Finalmente, alcanzaron la plataforma y Joanna ayudó a Utta a entrar en el refugio.

Volviéndose hacia su salvadora, Utta le sonrió de nuevo con agradecimiento y le dijo, sencillamente:

—A salvo.

Sonriendo, Joanna musitó:

—Eso espero.

Volvió a bajar hasta el suelo y subió a Meggie. Preparó para ella un pequeño nido en un rincón en el que el tronco del tejo se doblaba, haciendo un espacio triangular ideal para colocar un bebé y sus mantitas. Dos viajes más con la comida, el agua y los remedios para Utta y Joanna habría terminado. Utta, dándole la bienvenida al refugio con una mirada de agradecimiento, la ayudó a cerrar bien la puerta.

Luego Joanna destapó las piedras calientes que había llevado antes. El aislamiento parecía haber funcionado; las piedras seguían desprendiendo bastante calor. La simple presencia de seres humanos en el interior del refugio parecía haber elevado la temperatura unos cuantos grados, y Joanna esperó que tuvieran bastante para superar aquella noche.

Sabiendo que cuando cayera la noche se quedarían sin luz —sería una locura encender ningún tipo de lumbre—, Joanna comenzó a hacer las muchas tareas que había que completar. Preparó una especie de cama para Utta, colocando una de las piedras calientes a sus pies, debajo de una capa de mantas y pieles, y luego se hizo una similar para ella. Volvió a su cabaña del claro del bosque y recogió la comida que había preparado de antemano —comida caliente, una especie de gachas hechas de tubérculos que subió hasta la plataforma del tejo en otro recipiente de cuero—, y se aseguró de que tenían agua potable. Antes de abandonar la cabaña, aisló bien el fuego y puso unas cuantas piedras más a calentar en él. Tenía mucho miedo de que pronto fueran a necesitarlas, y empezaba a preguntarse cómo se las arreglaría para subir y bajar del tejo a oscuras.

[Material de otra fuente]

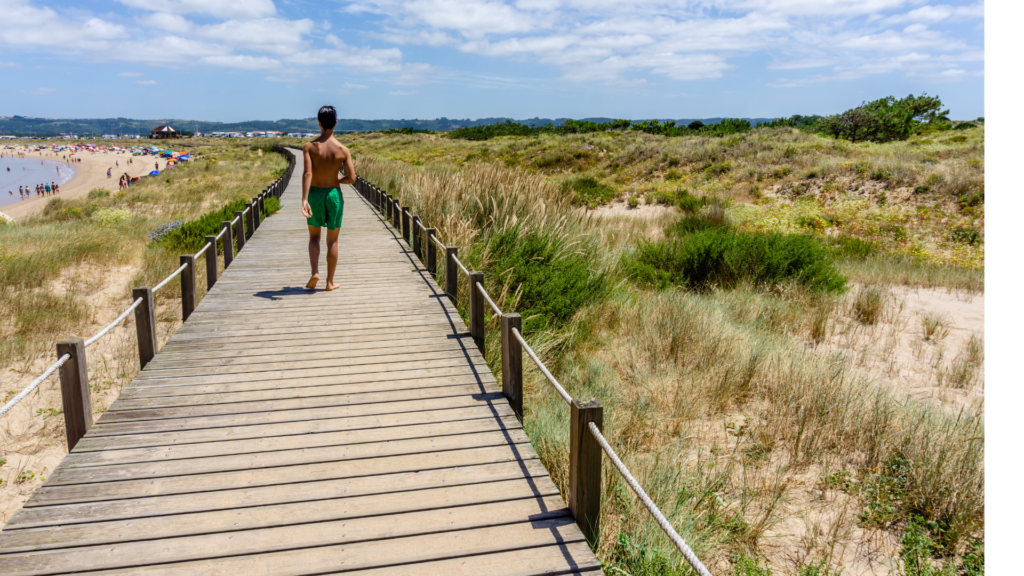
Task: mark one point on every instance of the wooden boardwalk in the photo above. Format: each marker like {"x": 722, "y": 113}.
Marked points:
{"x": 291, "y": 432}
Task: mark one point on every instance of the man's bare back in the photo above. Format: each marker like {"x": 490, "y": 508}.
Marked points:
{"x": 323, "y": 159}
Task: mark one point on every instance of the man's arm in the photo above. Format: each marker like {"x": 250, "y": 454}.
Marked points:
{"x": 307, "y": 178}
{"x": 349, "y": 177}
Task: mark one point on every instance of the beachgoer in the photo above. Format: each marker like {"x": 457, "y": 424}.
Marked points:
{"x": 323, "y": 203}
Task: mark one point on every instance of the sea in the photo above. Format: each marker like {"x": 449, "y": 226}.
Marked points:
{"x": 29, "y": 172}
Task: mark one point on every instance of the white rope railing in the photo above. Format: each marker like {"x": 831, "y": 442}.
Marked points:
{"x": 201, "y": 250}
{"x": 111, "y": 326}
{"x": 486, "y": 297}
{"x": 544, "y": 370}
{"x": 170, "y": 278}
{"x": 681, "y": 544}
{"x": 459, "y": 263}
{"x": 35, "y": 383}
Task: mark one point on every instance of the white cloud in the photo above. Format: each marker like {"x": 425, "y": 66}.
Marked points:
{"x": 219, "y": 8}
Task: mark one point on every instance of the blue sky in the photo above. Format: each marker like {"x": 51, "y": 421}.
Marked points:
{"x": 242, "y": 59}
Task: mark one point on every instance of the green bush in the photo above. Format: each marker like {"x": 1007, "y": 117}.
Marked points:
{"x": 192, "y": 235}
{"x": 702, "y": 256}
{"x": 553, "y": 283}
{"x": 589, "y": 191}
{"x": 112, "y": 216}
{"x": 965, "y": 235}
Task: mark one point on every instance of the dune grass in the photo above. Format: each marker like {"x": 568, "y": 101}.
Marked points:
{"x": 711, "y": 397}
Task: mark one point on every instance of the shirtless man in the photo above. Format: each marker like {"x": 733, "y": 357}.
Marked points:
{"x": 323, "y": 203}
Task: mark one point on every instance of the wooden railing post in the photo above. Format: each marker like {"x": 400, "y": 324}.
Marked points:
{"x": 250, "y": 220}
{"x": 512, "y": 362}
{"x": 228, "y": 243}
{"x": 476, "y": 309}
{"x": 211, "y": 261}
{"x": 585, "y": 467}
{"x": 187, "y": 286}
{"x": 452, "y": 274}
{"x": 145, "y": 325}
{"x": 431, "y": 251}
{"x": 417, "y": 249}
{"x": 240, "y": 231}
{"x": 75, "y": 391}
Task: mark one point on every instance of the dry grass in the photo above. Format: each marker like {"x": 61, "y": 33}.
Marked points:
{"x": 66, "y": 275}
{"x": 713, "y": 400}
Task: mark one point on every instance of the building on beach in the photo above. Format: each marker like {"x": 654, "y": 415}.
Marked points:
{"x": 164, "y": 131}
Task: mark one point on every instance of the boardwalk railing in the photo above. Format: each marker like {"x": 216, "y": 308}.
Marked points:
{"x": 71, "y": 353}
{"x": 586, "y": 440}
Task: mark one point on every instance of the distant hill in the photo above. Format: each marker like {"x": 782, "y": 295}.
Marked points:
{"x": 28, "y": 126}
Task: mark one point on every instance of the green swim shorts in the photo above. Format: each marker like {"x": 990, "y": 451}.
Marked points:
{"x": 327, "y": 205}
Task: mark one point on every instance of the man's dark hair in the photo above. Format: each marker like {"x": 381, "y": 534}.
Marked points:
{"x": 328, "y": 117}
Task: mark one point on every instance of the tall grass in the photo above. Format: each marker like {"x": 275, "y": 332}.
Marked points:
{"x": 677, "y": 369}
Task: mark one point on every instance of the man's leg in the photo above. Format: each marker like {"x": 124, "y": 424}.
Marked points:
{"x": 332, "y": 256}
{"x": 313, "y": 256}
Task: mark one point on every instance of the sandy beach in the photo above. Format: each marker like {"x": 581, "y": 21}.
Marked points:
{"x": 90, "y": 174}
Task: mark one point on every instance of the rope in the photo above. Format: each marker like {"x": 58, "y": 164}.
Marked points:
{"x": 113, "y": 324}
{"x": 486, "y": 297}
{"x": 169, "y": 278}
{"x": 561, "y": 392}
{"x": 203, "y": 249}
{"x": 35, "y": 383}
{"x": 459, "y": 262}
{"x": 691, "y": 558}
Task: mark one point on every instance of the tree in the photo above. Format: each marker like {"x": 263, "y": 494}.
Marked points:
{"x": 885, "y": 119}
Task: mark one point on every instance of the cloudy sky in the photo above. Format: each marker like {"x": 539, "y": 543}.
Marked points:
{"x": 240, "y": 59}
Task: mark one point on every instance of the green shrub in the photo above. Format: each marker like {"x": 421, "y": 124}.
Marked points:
{"x": 112, "y": 216}
{"x": 718, "y": 257}
{"x": 965, "y": 235}
{"x": 850, "y": 247}
{"x": 553, "y": 283}
{"x": 190, "y": 236}
{"x": 589, "y": 191}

Justo antes de acostarse, Joanna le dio a Utta otra dosis de la pócima de hierbas. La ayudaría de nuevo a vencer el dolor y a dormir tranquila. Tuvo la tentación de tomar ella también un poco. No es que tuviera dolor, aparte de la musculatura dolorida por la intensa actividad de los últimos días, pero la idea de un largo sueño reparador la tentaba.

«No —se dijo—. No me atrevo. Alguien tiene que estar alerta, y no podré hacerlo si me induzco el sueño a base de hierbas». Sabía que si sucedía algo sería capaz de despertarse de un sueño normal; estaba tan familiarizada con los ruidos nocturnos habituales en el bosque que era capaz de reconocer al instante cualquier cosa extraña a aquel entorno.

Finalmente, ya no había otra cosa que hacer más que tratar de dormir. Cerró los ojos, extendió la mano para tocar a Meggie, sumida a su lado en sus sueños infantiles, y pronunció una plegaria rápida y sentida a los poderes protectores antes de dormirse.